III - Le Télos européen : inventer la démocratie citoyenneIntroduction
Aujourd’hui, le projet européen n’est pas compris des citoyens : le rôle des institutions n’est pas bien identifié et le débat sur l’Europe n’a tout simplement pas lieu.
Certains pays (Irlande, Pays-Bas, France) ont rejeté le projet de constitution de l’Union européenne qui leur était proposé en 2005. Pourquoi ? Une partie, au moins, de la réponse tient dans la méthode suivie : si le texte a été rédigé par un groupe d’experts, certes très qualifiés, son élaboration ne relevait néanmoins pas d’un exercice correspondant à ce que s’estiment en droit d’attendre tous ceux qui ont dorénavant accès à tout le savoir de l’humanité en quelques clics, mais émettent aussi chaque jour des dizaines de mails, SMS et autres messages électroniques.

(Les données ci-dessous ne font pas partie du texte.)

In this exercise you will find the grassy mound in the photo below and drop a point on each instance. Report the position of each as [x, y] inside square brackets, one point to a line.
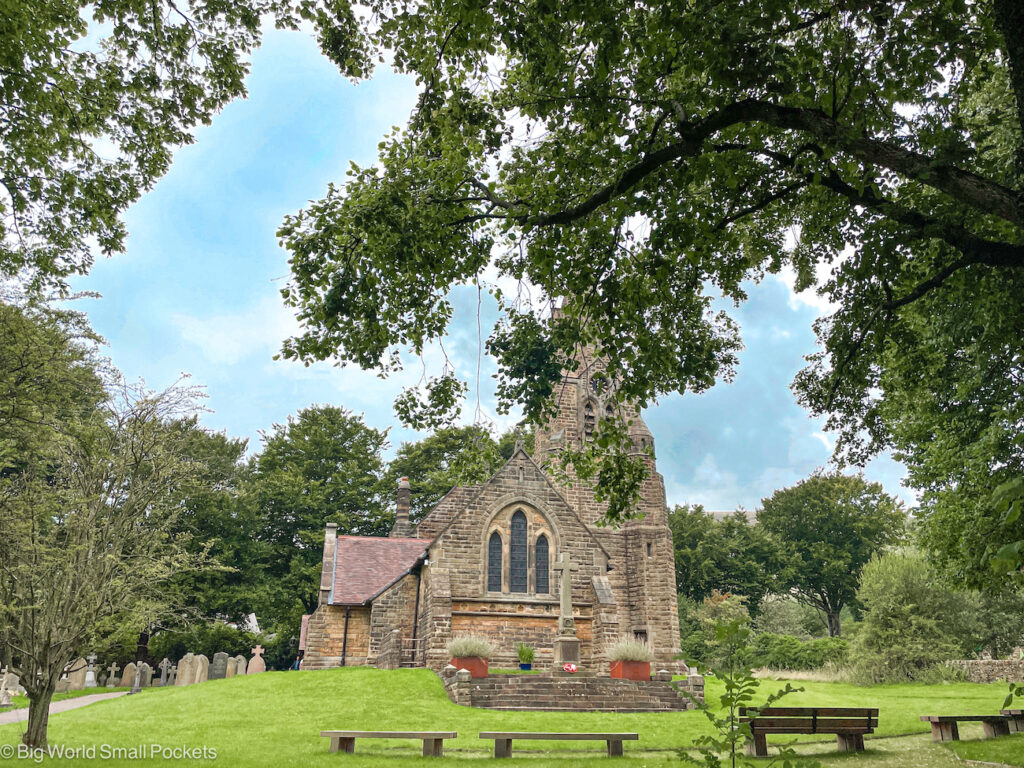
[274, 719]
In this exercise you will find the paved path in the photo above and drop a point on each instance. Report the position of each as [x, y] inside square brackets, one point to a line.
[22, 713]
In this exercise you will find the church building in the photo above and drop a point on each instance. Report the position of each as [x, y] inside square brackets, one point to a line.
[482, 562]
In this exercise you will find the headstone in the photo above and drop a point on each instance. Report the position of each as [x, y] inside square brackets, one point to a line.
[218, 668]
[165, 667]
[90, 673]
[186, 669]
[76, 675]
[112, 680]
[202, 673]
[256, 664]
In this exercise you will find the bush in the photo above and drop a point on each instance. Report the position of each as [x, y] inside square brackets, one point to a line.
[469, 645]
[630, 649]
[788, 652]
[525, 653]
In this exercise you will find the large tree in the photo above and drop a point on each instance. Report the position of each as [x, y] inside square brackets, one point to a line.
[826, 528]
[96, 95]
[645, 158]
[89, 480]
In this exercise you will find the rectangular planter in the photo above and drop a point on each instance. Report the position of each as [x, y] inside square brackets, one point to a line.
[477, 667]
[631, 670]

En effet, le processus rédactionnel est resté hermétique au citoyen qui n’a pas été associé, consulté, ni sollicité. Si le travail a été collaboratif, la collaboration est restée dans un cercle lointain et inaccessible à la grande majorité. En disant non au texte, les citoyens n’ont fait qu’entériner la distance qui les tenait à l’écart de sa rédaction.

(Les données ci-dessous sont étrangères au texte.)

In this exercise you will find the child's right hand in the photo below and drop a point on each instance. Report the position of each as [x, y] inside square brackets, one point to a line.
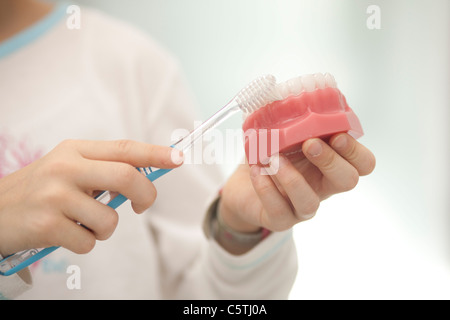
[41, 204]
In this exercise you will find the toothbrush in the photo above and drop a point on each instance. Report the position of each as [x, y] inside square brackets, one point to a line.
[255, 95]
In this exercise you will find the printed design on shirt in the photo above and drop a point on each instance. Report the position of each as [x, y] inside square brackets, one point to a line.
[16, 153]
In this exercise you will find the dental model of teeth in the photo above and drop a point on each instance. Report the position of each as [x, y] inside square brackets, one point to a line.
[303, 107]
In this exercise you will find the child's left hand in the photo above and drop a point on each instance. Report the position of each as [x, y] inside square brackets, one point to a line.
[251, 200]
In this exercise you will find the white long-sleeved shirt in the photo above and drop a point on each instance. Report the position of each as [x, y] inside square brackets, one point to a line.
[107, 81]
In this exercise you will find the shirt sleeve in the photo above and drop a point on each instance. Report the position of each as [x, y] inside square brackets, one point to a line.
[192, 266]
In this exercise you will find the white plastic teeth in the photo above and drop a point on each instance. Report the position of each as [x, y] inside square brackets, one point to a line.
[305, 83]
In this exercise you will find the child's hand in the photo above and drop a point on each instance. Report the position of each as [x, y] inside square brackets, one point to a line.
[41, 204]
[251, 200]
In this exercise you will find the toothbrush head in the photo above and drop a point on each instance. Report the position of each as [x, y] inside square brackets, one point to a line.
[257, 94]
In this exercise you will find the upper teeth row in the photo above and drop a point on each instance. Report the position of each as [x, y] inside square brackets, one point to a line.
[308, 83]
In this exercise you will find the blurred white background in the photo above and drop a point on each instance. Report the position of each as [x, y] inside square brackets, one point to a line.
[388, 238]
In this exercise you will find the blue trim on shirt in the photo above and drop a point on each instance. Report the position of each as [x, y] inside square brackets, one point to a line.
[32, 33]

De tels mécanismes, non interactifs, fermés, qui relèvent de la représentation de tous confiée à une poignée seulement, sont désormais rejetés par une partie croissante des citoyens. Cette délégation d’un pouvoir total ne parait plus légitime aux yeux du plus grand nombre. La montée de l’abstentionnisme sanctionne la difficulté des Etats à traiter les enjeux destructurateurs de la société, tels que le chômage, la pollution, les déficits publics. Ce rejet du projet de constitution de l’Union correspond donc autant, sinon plus, à une sanction de ladémocratie représentative qu’au contenu lui-même de la réforme envisagée. Dans de nombreux pays, beaucoup pourraient d’ailleurs parier sur un résultat identique d’un référendum interne qui porterait sur leur propre constitution nationale, pour cette même et simple raison qu’elle ne prévoirait pas plus de les associer aux affaires publiques. Les télécommunications, en donnant la possibilité technique de s’exprimer, engendrent une appétence culturelle à prendre la parole, ce qui rend indispensable d’organiser cette prise de parole de façon structurelle, y compris dans la sphère publique.
La mise en œuvre de la démocratie citoyenne tient en quelques décisions simples relevant avant tout des citoyens, au premier rang desquels les décideurs de toutes les sphères, qui détiennent souvent le monopole de la capacité d’initiative de nouvelles possibilités de réflexion collective vraiment organisée. C’est à la Commission de lancer la spirale en provoquant un choc interrelationnel. C’est au Conseil européen de finaliser l’instauration d’une démocratie représentative digne de ce nom, en opérant deux réformes des institutions.